Working with Models¶
Deep dive into ONNX models, conversion, optimization, and registry integration.
🎯 What You'll Learn¶
- ✅ Understanding ONNX format
- ✅ Pulling models from registries (Hugging Face)
- ✅ Converting models from PyTorch, TensorFlow, etc.
- ✅ Model optimization techniques
- ✅ Inspecting and debugging models
- ✅ Model versioning and management
📦 Registry Models¶
Pulling from Hugging Face¶
The easiest way to get started is to pull pre-trained models:
# Pull a sentiment analysis model
gpux pull distilbert-base-uncased-finetuned-sst-2-english
# Pull a text generation model
gpux pull facebook/opt-125m
# Pull an embedding model
gpux pull sentence-transformers/all-MiniLM-L6-v2
Registry Model Structure¶
When you pull a model, GPUX creates a local cache:
~/.gpux/models/distilbert-base-uncased-finetuned-sst-2-english/
├── model.onnx # Converted ONNX model
├── gpux.yml # Auto-generated configuration
├── tokenizer.json # Tokenizer (if applicable)
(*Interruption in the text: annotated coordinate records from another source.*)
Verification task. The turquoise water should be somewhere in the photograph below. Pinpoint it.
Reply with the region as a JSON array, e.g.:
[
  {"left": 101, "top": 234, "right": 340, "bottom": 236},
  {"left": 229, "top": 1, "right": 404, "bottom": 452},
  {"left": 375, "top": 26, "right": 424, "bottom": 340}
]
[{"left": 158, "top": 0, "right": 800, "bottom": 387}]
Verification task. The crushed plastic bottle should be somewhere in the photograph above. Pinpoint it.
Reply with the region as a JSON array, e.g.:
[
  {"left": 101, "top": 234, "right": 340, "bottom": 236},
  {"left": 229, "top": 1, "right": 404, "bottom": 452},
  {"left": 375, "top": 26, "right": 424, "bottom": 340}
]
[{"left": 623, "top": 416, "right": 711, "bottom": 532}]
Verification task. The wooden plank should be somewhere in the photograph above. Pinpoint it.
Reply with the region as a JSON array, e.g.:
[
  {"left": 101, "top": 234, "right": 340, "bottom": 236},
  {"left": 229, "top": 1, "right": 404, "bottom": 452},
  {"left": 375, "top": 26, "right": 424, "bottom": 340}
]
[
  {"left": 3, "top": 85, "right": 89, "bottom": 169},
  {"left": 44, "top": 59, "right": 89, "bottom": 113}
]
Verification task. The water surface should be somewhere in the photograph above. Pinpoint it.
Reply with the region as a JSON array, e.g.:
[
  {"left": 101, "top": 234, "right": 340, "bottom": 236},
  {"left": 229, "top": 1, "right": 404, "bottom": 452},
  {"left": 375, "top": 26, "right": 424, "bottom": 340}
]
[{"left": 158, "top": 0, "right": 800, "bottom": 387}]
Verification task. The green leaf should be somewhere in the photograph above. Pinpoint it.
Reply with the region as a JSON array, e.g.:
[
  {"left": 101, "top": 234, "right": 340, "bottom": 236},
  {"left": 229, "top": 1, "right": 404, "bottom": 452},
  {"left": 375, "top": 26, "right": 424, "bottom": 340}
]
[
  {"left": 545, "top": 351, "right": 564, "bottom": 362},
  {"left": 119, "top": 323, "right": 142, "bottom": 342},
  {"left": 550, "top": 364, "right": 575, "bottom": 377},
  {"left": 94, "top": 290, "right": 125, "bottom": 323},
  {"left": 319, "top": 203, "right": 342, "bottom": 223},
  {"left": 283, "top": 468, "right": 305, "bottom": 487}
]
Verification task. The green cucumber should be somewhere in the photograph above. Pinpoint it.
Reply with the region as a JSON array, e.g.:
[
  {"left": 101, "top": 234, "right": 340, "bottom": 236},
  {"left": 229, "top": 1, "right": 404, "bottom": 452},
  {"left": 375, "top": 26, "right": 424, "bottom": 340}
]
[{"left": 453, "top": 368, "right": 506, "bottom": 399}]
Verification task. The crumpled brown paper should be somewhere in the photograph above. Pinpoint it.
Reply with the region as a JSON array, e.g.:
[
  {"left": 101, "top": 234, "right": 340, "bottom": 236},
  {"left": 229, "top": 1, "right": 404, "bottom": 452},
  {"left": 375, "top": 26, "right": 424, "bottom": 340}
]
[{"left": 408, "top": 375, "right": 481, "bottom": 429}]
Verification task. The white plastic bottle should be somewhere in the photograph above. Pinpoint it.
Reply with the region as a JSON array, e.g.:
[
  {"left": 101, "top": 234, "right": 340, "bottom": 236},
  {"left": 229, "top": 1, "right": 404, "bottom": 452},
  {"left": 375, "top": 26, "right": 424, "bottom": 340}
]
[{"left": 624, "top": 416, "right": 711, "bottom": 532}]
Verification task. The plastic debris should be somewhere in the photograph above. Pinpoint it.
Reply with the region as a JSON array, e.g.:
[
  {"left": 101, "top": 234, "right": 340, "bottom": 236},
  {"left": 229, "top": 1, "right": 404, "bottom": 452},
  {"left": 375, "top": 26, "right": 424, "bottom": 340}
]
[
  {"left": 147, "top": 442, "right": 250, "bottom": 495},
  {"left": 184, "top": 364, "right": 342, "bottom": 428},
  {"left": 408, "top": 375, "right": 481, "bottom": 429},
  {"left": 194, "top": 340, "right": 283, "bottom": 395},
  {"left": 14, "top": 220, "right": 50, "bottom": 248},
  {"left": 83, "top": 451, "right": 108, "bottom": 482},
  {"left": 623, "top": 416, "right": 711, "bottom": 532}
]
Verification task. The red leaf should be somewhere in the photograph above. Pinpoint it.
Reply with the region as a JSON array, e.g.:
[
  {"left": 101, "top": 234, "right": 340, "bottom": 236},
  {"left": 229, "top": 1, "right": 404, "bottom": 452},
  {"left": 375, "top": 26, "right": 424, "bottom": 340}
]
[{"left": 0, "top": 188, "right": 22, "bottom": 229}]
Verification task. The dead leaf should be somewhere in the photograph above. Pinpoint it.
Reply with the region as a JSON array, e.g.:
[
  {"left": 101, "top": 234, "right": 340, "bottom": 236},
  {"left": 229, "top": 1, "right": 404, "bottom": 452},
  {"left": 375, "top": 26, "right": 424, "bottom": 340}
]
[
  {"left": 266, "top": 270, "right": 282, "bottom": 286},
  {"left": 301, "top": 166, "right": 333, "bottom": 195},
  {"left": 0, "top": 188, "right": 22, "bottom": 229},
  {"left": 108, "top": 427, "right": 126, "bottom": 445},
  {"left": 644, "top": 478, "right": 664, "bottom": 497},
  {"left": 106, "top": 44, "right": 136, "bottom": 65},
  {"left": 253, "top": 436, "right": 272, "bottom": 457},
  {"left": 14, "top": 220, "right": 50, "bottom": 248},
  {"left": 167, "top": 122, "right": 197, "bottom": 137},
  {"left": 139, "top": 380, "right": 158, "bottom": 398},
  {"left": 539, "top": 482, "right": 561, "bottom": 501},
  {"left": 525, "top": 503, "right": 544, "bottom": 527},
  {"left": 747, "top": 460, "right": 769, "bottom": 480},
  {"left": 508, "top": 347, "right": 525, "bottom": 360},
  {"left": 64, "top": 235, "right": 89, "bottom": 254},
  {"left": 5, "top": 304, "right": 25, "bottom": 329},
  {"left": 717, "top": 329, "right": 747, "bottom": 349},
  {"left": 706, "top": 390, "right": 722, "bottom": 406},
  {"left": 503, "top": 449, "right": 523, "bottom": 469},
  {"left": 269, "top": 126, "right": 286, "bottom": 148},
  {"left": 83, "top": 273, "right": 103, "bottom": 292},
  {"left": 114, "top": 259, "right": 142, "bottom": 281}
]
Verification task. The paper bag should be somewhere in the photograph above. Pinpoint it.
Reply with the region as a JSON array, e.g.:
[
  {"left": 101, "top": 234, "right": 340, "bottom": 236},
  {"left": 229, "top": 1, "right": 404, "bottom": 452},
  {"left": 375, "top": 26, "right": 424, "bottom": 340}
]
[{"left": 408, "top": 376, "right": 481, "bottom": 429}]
├── config.json # Model configuration
└── metadata.json # GPUX metadata
Using Registry Models¶
# Run inference
gpux run distilbert-base-uncased-finetuned-sst-2-english --input '{"inputs": "I love this!"}'
# Inspect model
gpux inspect distilbert-base-uncased-finetuned-sst-2-english
# Serve model
gpux serve distilbert-base-uncased-finetuned-sst-2-english --port 8080
🧠 Understanding ONNX¶
What is ONNX?¶
ONNX (Open Neural Network Exchange) is an open format for representing machine learning models. It enables interoperability between different ML frameworks.
Benefits: - 🔄 Framework agnostic (PyTorch, TensorFlow, scikit-learn) - ⚡ Optimized runtime performance - 🌍 Cross-platform compatibility - 🔧 Hardware-specific optimizations
ONNX Model Structure¶
model.onnx
├── Graph
│ ├── Inputs (tensors)
│ ├── Outputs (tensors)
│ ├── Nodes (operations)
│ └── Initializers (weights)
├── Metadata
│ ├── Model version
│ ├── Producer name
│ └── Domain
└── Opset version
🔄 Converting Models to ONNX¶
From PyTorch¶
import torch
import torch.nn as nn
# Define model
class MyModel(nn.Module):
def __init__(self):
super().__init__()
self.linear = nn.Linear(10, 2)
def forward(self, x):
return self.linear(x)
# Create and export model
model = MyModel()
model.eval()
dummy_input = torch.randn(1, 10)
torch.onnx.export(
model,
dummy_input,
"model.onnx",
export_params=True,
opset_version=14,
do_constant_folding=True,
input_names=['input'],
output_names=['output'],
dynamic_axes={
'input': {0: 'batch_size'},
'output': {0: 'batch_size'}
}
)
From TensorFlow¶
import tensorflow as tf
import tf2onnx
# Load TensorFlow model
model = tf.keras.models.load_model('my_model.h5')
# Convert to ONNX
spec = (tf.TensorSpec((None, 10), tf.float32, name="input"),)
output_path = "model.onnx"
model_proto, _ = tf2onnx.convert.from_keras(
model,
input_signature=spec,
opset=14,
output_path=output_path
)
From scikit-learn¶
from skl2onnx import convert_sklearn
from skl2onnx.common.data_types import FloatTensorType
from sklearn.ensemble import RandomForestClassifier
# Train model
clf = RandomForestClassifier()
clf.fit(X_train, y_train)
# Convert to ONNX
initial_type = [('float_input', FloatTensorType([None, 10]))]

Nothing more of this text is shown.